Teenager is sixth generation of family to work for same bus company

October 7, 2010 | by | 0 Comments

A teenage girl has become the sixth generation of the same family to work for an historic bus company which has been carrying passengers for 120 years.

Jennifer Delaine-Smith, 18, passed her A-levels and left school to join Delaine Buses, which has been operating services near Bourne, Lincs., since 1890.

The company was founded by her great-great-great-grandfather Bennett Smith when he began using a horse and cart to give people lifts to market.

The family business has gone from strength to strength since then and it now owns a fleet of 20 buses, which run over ten routes.

Jennifer, who lives in Bourne, Lincs., hopes to follow in her father Anthony’s footsteps by working her way through the company to become a manager.

She said: ”I’ve always been interested in buses because I have grown up with the family history all around me.

”I worked for the company in my school holidays so I have never known anything different.

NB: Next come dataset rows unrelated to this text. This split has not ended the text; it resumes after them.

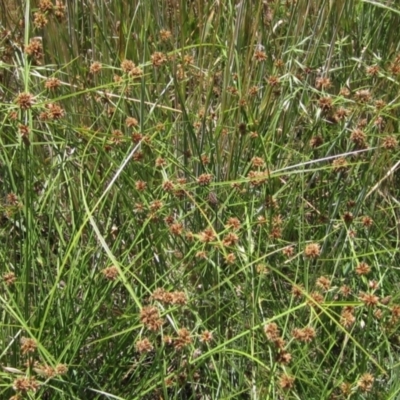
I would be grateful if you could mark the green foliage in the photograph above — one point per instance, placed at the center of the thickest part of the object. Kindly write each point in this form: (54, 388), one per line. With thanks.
(199, 200)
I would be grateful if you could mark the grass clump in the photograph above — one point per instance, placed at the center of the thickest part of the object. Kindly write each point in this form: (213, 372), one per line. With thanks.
(199, 200)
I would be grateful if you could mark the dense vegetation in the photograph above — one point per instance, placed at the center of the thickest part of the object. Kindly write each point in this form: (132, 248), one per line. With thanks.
(199, 199)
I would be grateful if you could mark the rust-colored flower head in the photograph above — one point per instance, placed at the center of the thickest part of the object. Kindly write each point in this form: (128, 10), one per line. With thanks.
(283, 357)
(230, 239)
(24, 101)
(207, 236)
(150, 317)
(315, 299)
(127, 66)
(306, 334)
(312, 250)
(323, 283)
(35, 49)
(369, 299)
(363, 96)
(144, 346)
(158, 59)
(59, 10)
(183, 339)
(28, 345)
(54, 111)
(272, 331)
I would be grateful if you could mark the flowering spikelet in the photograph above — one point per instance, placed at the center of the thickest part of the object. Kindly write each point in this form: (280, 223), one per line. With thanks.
(150, 317)
(272, 331)
(24, 101)
(312, 250)
(207, 235)
(363, 269)
(144, 346)
(369, 299)
(306, 334)
(28, 345)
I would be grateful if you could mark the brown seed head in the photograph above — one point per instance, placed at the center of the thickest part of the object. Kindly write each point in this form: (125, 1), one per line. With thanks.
(312, 250)
(24, 101)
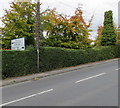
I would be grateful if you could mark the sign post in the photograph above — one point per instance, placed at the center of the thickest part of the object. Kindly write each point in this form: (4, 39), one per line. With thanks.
(37, 38)
(18, 44)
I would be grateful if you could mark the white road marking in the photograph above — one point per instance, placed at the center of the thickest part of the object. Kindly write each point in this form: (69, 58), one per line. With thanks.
(90, 77)
(26, 97)
(118, 69)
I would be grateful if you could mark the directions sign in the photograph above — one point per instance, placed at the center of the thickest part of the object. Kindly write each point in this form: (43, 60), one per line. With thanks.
(18, 44)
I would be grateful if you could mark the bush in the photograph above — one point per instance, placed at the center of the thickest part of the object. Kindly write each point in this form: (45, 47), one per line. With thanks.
(19, 63)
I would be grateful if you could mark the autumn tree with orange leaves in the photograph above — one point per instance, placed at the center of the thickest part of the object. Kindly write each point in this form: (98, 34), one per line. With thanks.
(68, 32)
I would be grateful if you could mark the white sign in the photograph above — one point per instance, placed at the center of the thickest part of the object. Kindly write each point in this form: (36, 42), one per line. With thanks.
(18, 44)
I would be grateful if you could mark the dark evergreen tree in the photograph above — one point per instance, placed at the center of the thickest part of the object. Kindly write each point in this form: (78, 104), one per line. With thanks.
(108, 32)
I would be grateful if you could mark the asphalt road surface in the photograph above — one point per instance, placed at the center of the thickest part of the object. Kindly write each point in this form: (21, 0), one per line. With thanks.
(91, 86)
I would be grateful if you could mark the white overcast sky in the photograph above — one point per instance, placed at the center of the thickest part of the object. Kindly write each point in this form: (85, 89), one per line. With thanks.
(89, 7)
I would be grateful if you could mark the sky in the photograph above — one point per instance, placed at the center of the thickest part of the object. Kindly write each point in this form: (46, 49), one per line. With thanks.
(89, 7)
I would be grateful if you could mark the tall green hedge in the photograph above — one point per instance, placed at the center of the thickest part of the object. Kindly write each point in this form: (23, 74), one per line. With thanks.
(19, 63)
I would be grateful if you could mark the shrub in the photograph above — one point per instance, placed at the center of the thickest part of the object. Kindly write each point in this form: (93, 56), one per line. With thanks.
(19, 63)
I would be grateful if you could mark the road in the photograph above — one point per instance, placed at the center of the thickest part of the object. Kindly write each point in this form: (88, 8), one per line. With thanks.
(91, 86)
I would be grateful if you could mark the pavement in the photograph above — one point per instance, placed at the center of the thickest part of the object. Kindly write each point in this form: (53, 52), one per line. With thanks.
(15, 80)
(94, 84)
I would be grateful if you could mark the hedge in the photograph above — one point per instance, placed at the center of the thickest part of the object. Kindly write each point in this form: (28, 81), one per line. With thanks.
(19, 63)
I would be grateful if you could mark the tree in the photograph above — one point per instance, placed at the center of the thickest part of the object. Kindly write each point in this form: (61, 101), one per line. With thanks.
(68, 32)
(108, 32)
(99, 35)
(19, 21)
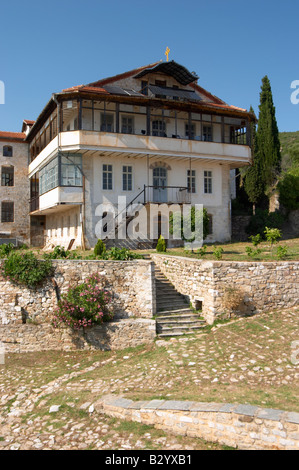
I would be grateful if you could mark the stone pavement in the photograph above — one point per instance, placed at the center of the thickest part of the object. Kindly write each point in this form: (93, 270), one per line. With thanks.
(247, 360)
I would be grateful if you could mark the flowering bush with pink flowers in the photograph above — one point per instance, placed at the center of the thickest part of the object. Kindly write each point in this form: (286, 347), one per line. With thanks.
(84, 305)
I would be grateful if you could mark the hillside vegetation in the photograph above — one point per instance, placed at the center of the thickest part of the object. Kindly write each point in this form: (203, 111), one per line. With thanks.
(289, 149)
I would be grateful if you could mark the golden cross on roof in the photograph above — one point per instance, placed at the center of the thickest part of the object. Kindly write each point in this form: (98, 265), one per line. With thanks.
(167, 52)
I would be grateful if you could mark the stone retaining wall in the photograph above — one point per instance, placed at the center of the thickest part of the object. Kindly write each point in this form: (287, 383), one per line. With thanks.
(131, 283)
(109, 336)
(239, 426)
(26, 314)
(232, 287)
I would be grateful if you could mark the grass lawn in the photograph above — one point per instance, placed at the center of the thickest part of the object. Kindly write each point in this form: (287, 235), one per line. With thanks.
(236, 251)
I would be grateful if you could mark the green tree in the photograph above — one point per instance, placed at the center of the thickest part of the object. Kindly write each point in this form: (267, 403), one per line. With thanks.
(254, 184)
(267, 137)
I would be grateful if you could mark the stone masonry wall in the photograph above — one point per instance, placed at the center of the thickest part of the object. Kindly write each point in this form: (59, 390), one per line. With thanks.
(131, 283)
(26, 314)
(239, 287)
(244, 427)
(116, 335)
(19, 193)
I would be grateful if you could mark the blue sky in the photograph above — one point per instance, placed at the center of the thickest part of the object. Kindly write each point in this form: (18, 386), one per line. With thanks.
(230, 44)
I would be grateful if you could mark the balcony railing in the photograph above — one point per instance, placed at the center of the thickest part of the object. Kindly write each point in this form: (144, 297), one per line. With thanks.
(167, 194)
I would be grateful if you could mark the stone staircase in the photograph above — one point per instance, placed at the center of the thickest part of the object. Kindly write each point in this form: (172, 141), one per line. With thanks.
(174, 316)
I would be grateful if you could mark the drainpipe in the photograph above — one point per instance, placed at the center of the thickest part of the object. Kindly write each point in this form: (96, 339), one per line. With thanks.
(82, 210)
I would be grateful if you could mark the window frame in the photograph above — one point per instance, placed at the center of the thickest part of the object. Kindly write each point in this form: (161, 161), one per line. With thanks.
(7, 151)
(11, 212)
(107, 172)
(10, 175)
(127, 126)
(191, 181)
(125, 178)
(208, 182)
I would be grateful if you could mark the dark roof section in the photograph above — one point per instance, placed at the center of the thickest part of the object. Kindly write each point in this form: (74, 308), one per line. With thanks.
(174, 93)
(12, 136)
(177, 71)
(121, 76)
(117, 90)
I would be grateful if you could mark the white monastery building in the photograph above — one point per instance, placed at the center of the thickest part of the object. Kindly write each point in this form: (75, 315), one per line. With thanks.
(149, 136)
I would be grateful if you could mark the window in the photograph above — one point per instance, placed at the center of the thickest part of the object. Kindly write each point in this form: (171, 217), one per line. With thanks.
(210, 229)
(7, 151)
(107, 176)
(192, 131)
(127, 178)
(144, 87)
(106, 122)
(71, 170)
(191, 184)
(207, 133)
(208, 182)
(49, 176)
(7, 176)
(127, 125)
(159, 129)
(7, 212)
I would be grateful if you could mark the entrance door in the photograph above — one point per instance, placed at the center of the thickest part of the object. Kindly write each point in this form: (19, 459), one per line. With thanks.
(160, 183)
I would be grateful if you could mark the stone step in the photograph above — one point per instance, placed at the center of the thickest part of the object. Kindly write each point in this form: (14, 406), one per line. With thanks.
(181, 330)
(179, 320)
(170, 294)
(175, 305)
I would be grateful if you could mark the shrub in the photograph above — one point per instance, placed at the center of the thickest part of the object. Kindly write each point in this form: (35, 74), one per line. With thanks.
(197, 221)
(281, 251)
(272, 235)
(256, 239)
(202, 251)
(60, 252)
(122, 254)
(263, 219)
(217, 252)
(84, 305)
(99, 248)
(6, 249)
(250, 252)
(26, 269)
(161, 245)
(289, 189)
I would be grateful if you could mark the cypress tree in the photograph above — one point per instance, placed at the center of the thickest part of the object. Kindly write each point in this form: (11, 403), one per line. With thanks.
(267, 137)
(253, 181)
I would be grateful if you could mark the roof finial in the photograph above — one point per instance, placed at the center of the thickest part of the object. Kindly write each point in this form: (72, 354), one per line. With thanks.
(167, 52)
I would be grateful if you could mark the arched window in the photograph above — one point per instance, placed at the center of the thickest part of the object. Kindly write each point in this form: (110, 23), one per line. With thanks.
(7, 151)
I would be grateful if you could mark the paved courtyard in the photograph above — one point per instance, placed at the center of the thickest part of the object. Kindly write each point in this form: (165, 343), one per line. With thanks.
(46, 399)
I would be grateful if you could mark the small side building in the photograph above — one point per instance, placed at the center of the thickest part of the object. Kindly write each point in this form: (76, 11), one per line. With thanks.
(14, 189)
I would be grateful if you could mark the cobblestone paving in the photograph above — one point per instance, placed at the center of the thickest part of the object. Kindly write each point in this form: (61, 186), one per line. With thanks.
(46, 399)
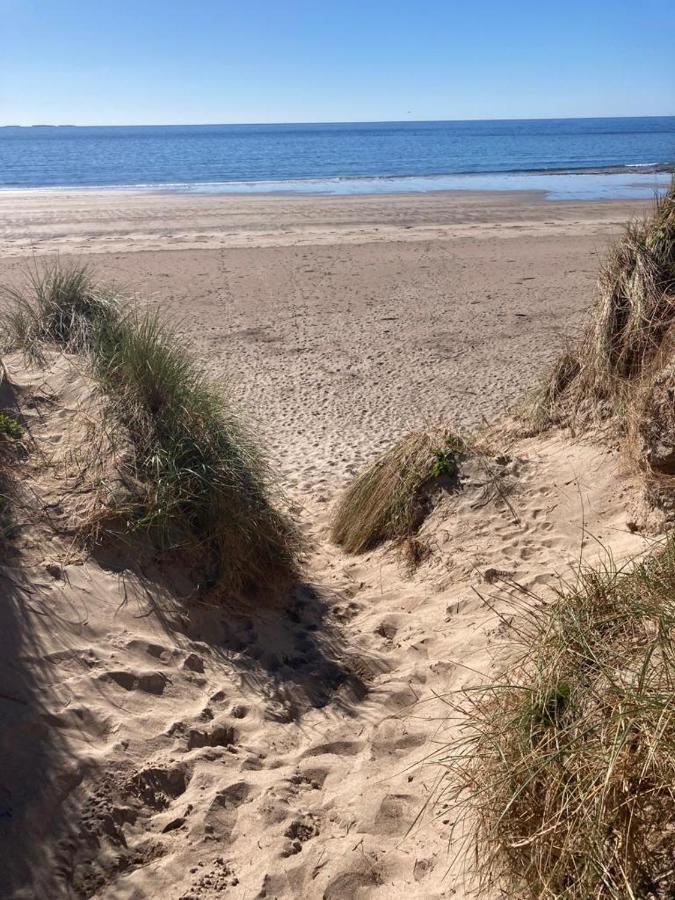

”I’m really enjoying it so far and learning new things every day. It’s an interesting career and it has been fun working with my dad.

”Even though I work with him and my three uncles they haven’t ganged up on me
– yet. I’m just waiting to pass my bus license and get on the road.”

‘Smith Buses’ was founded in 1890 after Bennett Smith used his horse and cart vegetable transportation business to take paying passengers to market.

When his son William Smith took over the company it expanded quickly and is believed to have offered one of the earliest bus timetables in British history.

William’s son Thomas Arthur Smith took over the business in 1910 and introduced the company’s first motorised bus in 1919.

He spent £495 buying the 14 seater Ford Model T bus and changed the company name to ‘Delaine Buses’ at his wife’s insistence.

By 1923 he had expanded to run ten different services, all of which are still manned by Delaine Buses today.

When Thomas Arthur Smith, who was made MBE for services to public transport in 1955, died in 1958 his son Hugh Delaine-Smith took over.

Hugh, who fought for the RAF in World War Two, carried on the business until he died in 1995 and handed over to sons Anthony, Ian, 63, Kevin, 58 and Mark, 40.

Incredibly, dedicated Beryl Tilley, 86, Anthony’s aunt, began working in 1939 when Hugh went to war and still works three days a week – a 71 year career.

The four brothers now manage the business together and they welcomed Jennifer into the fold in July this year after she completed her A-levels.

Throughout the company’s history family members have been forced to work their way up from bus driver to manager and Jennifer will be no exception.

She is currently carrying out office work but hopes to pass her bus license soon.

Anthony, who has another 12-year-old daughter, yesterday revealed Delaine Buses has catered for ”many millions” of passengers.

He said: ”I’m very proud of Jennifer following in my footsteps. She is the future of the company now and I hope her children will continue for many generations to come.

”I’d like to think she will become a manager herself one day and she certainly has the ability to keep it going.

”She’s enjoying learning the ropes and we are making sure that she works her way through the ranks.

”It’s an incredible family history and over the years we must have carried many millions of passengers to their destinations.”